Set on the dairy's former loading dock, the newcomer wants to give an outlet to local food businesses and crafters.

Forin Cafe owners (from left) Will Landicho, Kyle Horne, and Seth Kligerman at the espresso machine. The cafe is part of a redevelopment of the old Harbisons dairy plant in Kensington.
Forin Cafe owners (from left) Will Landicho, Kyle Horne, and Seth Kligerman at the espresso machine. The cafe is part of a redevelopment of the old Harbisons dairy plant in Kensington.Read moreMICHAEL KLEIN / Staff

Seth Kligerman, Kyle Thorne, and Will Landicho aren’t billing Forin Cafe as a “coffee shop.”

It’s a “cafe and lifestyle hub,” set on two minimalist levels in the former loading dock of the old Harbisons dairy plant off Front Street in Kensington — now an 86-unit apartment building. The address is 2041 Coral St., but the entrance is on Dreer Street.

Where there are apartment-dwellers, there needs to be coffee.

Forin, partnering with Moonraker (which makes the house blend), Persimmon, and Triangle Roasters (which supplies a vegan chocolate bar), also sells kombucha from JamBru, baked goods from Darnel’s Cakes, Kismet Bagels, Amaranth Bakery, and Au Fournil, and honey from Honeybee Shoppe Apiary, as well as crafts and merchandise from other small, independent businesses — even minimalist garments and home goods from small producers, including the Corner Store, Wynnefield Candle Co., and Frunzi Ceramics.

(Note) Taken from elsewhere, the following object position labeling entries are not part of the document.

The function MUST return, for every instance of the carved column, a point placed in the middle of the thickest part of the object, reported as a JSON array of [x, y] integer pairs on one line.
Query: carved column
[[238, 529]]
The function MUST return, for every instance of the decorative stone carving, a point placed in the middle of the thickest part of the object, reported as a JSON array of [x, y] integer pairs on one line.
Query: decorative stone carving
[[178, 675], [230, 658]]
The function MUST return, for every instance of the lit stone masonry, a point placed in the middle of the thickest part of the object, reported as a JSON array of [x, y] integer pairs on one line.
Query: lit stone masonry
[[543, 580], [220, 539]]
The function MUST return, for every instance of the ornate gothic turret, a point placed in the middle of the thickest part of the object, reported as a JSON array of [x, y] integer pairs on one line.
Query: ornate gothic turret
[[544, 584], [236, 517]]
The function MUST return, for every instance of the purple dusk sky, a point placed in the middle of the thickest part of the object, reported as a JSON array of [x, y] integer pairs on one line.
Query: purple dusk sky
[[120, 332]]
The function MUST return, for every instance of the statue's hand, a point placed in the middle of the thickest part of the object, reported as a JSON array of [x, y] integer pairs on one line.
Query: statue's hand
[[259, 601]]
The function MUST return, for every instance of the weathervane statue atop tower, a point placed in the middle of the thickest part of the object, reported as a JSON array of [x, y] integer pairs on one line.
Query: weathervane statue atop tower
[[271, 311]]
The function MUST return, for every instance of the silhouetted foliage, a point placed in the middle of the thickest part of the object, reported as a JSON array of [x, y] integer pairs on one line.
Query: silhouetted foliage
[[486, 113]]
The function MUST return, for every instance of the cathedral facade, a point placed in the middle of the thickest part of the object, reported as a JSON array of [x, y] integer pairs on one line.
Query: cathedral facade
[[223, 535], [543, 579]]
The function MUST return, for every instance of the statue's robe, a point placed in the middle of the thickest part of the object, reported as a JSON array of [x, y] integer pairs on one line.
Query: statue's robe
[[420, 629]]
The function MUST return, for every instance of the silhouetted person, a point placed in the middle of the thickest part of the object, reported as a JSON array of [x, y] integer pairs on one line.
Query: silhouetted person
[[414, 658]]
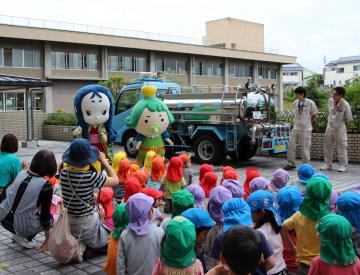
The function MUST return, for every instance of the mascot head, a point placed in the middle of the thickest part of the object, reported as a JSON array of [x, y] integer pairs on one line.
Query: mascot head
[[150, 116], [93, 105]]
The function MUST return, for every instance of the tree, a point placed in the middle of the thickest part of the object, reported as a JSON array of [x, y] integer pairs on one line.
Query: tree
[[115, 84]]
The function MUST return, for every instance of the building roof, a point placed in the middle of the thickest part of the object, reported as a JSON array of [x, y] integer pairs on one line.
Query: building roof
[[344, 60], [11, 82]]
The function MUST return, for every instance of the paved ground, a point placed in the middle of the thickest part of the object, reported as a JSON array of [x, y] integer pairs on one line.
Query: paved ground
[[16, 260]]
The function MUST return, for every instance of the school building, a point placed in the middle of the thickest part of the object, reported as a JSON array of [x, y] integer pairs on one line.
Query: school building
[[72, 55]]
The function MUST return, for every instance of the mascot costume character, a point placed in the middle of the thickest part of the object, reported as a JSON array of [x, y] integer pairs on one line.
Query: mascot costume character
[[94, 111], [150, 118]]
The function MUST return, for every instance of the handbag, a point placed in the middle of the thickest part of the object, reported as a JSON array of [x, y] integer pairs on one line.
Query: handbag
[[63, 246]]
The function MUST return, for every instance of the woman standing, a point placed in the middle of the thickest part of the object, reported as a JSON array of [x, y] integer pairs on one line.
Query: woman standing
[[26, 209]]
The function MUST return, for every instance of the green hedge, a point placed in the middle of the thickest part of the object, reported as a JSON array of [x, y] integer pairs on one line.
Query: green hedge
[[61, 118]]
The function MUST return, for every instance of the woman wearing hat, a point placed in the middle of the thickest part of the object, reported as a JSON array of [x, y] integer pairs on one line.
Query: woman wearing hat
[[78, 186]]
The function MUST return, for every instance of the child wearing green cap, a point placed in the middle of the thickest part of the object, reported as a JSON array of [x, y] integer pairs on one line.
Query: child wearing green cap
[[337, 255], [314, 207], [121, 220], [178, 255]]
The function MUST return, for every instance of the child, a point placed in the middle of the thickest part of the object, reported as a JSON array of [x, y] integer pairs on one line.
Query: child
[[259, 183], [182, 200], [348, 205], [279, 180], [142, 176], [131, 187], [204, 168], [140, 243], [218, 196], [203, 223], [148, 161], [208, 182], [105, 197], [337, 255], [156, 218], [188, 175], [268, 221], [251, 173], [289, 200], [313, 208], [240, 252], [198, 193], [157, 172], [172, 182], [237, 212], [178, 254], [234, 187], [121, 220]]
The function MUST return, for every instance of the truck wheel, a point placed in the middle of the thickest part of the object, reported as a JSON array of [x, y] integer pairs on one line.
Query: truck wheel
[[129, 143], [209, 149]]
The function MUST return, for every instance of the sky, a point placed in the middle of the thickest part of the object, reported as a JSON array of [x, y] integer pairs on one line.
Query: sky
[[310, 30]]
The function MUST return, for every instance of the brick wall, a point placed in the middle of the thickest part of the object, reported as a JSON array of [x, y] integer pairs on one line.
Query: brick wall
[[15, 123], [57, 132]]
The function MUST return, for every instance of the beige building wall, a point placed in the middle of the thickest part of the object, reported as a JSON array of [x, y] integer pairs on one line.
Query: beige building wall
[[235, 34]]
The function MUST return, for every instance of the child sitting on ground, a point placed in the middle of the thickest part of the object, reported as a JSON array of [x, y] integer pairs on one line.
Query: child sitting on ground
[[172, 182], [157, 217], [121, 220], [348, 205], [178, 254], [313, 208], [251, 173], [218, 196], [240, 252], [198, 193], [188, 174], [105, 198], [157, 172], [289, 200], [140, 242], [268, 221], [337, 255], [234, 187]]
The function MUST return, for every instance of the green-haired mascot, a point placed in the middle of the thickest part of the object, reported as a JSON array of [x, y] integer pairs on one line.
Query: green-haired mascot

Forin also is giving over space on its roomy loft to local artists in hopes of creating collaborations.

The food menu will be kept simple. Drinks include espresso, pour-over, and drip coffee, a soda, a smoothie blended with milk from Lancaster Farm Fresh Co-op and Blue Majik, and a nonalcoholic “spritz” made with Lyres (an Aperol-like drink), kombucha, soda, and mint. It’s a different era at the dairy — Forin offers plenty of nondairy milk options.

“We want to collaborate with folks who want to work together and have fun,” said Landicho, whose background is in hotels in the New York area. He also wants to give the area’s Filipino community a hub.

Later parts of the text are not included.